July 23 2021 06:24 AM

Washington Football Team renovates field after surprise playoff run.

Photo: Emilee Fails, Washington Football Team

The Washington Football Team surprised the entire National Football League last season by not only getting into the playoffs in a close NFC East Division, but by coming within a touchdown of beating the eventual Super Bowl champion Tampa Bay Buccaneers.

Heading into the 2022 season, the team completed a major renovation of its home stadium, FedEx Field, Landover, Maryland. Much like the sport of football itself, the game plan and design of the irrigation and sod project was vital before the team’s on-field success.

After installing drainage, the design team looked to soil quality, says Pete Benevento, director of grounds and turf for the Washington Football Team. The Washington Football Team conducted a lot of particle size analysis tests in the offseason that gave data to what they were seeing on the field. The test showed they had fine and very fine sands in the root zones, leading to poor conductivity of water.

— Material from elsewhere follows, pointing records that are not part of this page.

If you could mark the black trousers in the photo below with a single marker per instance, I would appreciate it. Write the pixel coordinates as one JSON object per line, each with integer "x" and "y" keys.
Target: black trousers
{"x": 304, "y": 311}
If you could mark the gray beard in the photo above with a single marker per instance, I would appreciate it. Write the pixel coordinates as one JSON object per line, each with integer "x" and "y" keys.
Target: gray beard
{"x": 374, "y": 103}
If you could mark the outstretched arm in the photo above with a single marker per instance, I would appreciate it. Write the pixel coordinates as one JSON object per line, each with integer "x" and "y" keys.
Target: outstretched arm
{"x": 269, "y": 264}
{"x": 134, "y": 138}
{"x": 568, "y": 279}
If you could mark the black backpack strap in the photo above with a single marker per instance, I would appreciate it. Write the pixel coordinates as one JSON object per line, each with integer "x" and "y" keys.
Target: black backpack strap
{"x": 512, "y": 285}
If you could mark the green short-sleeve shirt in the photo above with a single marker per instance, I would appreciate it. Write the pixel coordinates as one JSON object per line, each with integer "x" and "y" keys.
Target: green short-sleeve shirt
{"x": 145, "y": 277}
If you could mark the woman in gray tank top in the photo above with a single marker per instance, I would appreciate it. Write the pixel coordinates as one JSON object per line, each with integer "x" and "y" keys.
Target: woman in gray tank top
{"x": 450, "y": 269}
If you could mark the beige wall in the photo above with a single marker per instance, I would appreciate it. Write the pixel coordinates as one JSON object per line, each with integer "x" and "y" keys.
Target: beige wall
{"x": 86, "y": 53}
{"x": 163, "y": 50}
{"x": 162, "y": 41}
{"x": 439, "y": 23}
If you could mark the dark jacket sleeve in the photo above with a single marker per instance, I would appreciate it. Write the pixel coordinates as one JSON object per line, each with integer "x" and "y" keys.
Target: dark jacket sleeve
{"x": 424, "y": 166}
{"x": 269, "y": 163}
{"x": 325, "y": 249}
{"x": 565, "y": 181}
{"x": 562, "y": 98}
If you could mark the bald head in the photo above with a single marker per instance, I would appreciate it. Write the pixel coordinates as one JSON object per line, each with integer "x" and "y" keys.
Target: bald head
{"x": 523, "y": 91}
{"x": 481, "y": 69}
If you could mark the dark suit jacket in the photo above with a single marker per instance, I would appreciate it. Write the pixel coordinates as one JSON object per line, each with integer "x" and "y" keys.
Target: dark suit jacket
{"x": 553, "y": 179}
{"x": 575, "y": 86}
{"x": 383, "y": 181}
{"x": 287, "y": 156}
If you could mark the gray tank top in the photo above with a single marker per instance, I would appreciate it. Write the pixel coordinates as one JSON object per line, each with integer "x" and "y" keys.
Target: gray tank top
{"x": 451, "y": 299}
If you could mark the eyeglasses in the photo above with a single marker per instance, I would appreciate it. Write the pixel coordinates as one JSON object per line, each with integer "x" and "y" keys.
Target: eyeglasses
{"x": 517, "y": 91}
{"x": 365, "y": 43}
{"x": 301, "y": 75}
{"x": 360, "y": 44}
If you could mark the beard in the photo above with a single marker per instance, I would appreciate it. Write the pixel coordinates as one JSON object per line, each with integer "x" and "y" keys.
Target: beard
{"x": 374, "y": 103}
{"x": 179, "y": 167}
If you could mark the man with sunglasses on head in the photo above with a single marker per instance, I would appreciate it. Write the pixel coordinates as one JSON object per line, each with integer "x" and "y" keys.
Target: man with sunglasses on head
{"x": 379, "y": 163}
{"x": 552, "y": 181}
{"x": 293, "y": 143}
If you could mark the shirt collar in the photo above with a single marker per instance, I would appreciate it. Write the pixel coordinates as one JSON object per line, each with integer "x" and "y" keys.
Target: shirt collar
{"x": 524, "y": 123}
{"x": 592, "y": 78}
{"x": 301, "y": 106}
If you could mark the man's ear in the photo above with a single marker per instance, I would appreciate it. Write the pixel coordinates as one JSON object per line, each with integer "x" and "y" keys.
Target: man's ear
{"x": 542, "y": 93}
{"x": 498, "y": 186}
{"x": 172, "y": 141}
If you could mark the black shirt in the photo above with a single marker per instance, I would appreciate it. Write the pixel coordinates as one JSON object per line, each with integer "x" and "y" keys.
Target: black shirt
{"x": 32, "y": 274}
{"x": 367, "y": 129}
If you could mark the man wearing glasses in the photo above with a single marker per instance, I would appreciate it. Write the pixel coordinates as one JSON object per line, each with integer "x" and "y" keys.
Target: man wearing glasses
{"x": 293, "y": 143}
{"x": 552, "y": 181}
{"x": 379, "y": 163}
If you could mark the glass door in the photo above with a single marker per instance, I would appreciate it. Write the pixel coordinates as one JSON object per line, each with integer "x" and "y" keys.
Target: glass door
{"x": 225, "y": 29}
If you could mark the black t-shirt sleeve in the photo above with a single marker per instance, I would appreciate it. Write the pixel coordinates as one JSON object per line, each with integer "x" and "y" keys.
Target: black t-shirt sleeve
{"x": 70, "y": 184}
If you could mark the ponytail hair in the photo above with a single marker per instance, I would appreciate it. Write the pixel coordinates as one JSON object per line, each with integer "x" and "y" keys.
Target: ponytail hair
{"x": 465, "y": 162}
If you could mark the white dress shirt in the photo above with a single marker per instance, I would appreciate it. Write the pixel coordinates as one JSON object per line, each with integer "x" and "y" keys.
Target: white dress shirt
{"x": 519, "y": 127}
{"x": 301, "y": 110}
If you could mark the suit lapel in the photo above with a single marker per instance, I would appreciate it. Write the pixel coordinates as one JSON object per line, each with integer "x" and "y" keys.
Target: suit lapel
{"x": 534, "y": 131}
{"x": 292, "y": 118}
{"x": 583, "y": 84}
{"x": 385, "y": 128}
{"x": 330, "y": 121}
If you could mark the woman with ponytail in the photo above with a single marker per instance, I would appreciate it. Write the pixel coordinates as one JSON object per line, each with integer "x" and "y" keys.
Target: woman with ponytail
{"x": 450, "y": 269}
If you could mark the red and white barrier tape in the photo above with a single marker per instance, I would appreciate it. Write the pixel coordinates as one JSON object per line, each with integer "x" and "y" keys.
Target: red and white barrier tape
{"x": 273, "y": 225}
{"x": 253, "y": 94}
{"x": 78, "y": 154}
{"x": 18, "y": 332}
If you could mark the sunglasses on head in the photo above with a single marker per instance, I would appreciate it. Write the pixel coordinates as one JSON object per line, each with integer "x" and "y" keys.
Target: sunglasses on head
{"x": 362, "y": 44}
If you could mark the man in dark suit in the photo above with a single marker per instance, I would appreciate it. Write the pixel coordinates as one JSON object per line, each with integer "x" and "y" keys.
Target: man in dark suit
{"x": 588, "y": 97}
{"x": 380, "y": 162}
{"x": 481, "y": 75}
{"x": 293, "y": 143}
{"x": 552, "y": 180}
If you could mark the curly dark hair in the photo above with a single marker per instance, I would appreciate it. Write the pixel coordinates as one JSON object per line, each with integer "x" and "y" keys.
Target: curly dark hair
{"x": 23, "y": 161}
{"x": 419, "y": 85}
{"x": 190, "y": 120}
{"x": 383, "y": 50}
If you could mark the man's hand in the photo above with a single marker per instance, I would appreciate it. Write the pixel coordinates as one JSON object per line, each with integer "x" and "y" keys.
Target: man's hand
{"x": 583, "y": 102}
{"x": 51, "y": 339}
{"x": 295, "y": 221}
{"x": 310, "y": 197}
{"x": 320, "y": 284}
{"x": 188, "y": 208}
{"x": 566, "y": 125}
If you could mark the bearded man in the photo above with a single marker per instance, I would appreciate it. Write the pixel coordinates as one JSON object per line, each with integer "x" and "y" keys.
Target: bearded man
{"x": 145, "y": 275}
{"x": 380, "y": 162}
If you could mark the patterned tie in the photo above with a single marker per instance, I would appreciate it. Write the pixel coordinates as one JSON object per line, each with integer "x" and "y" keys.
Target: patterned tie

“Our original irrigation system was on a block pattern which is not very conducive to watering certain areas when needed,” says Benevento. “It is also very hard to water the field when we would be installing new sod. That design led to a lot of hand watering with hoses and manpower.”

The team installed a sprinkler system that could cover the grass with 360-degree range, using eight zones to cover the NorthBridge Bermuda grass field and four additional zones for the areas that surround the play area, he says. The system update included a controller with network capabilities for remote control and new sprinkler heads and valves.

Benevento says the entire operation ran smoothly overall. Once three-fourths of the field was removed they started laying in the irrigation lines followed by drain and collector lines. As the field was laid out, they began the infill with the new rootzone and continued the process across the field. After that, Benevento and his team laser-graded it to a 1% crown and started to pack the rootzone in to firm it up and get it ready for sod.

“The only real obstacle that we did not forecast is the location of the heat system manifold in one corner,” says Benevento. “We had original drawings showing it closer to the retaining wall, and it was in the rootzone in line with our collector lines. Once we saw it, we were able to adjust the collector line about three weeks and kept running it. It has been a very successful project.”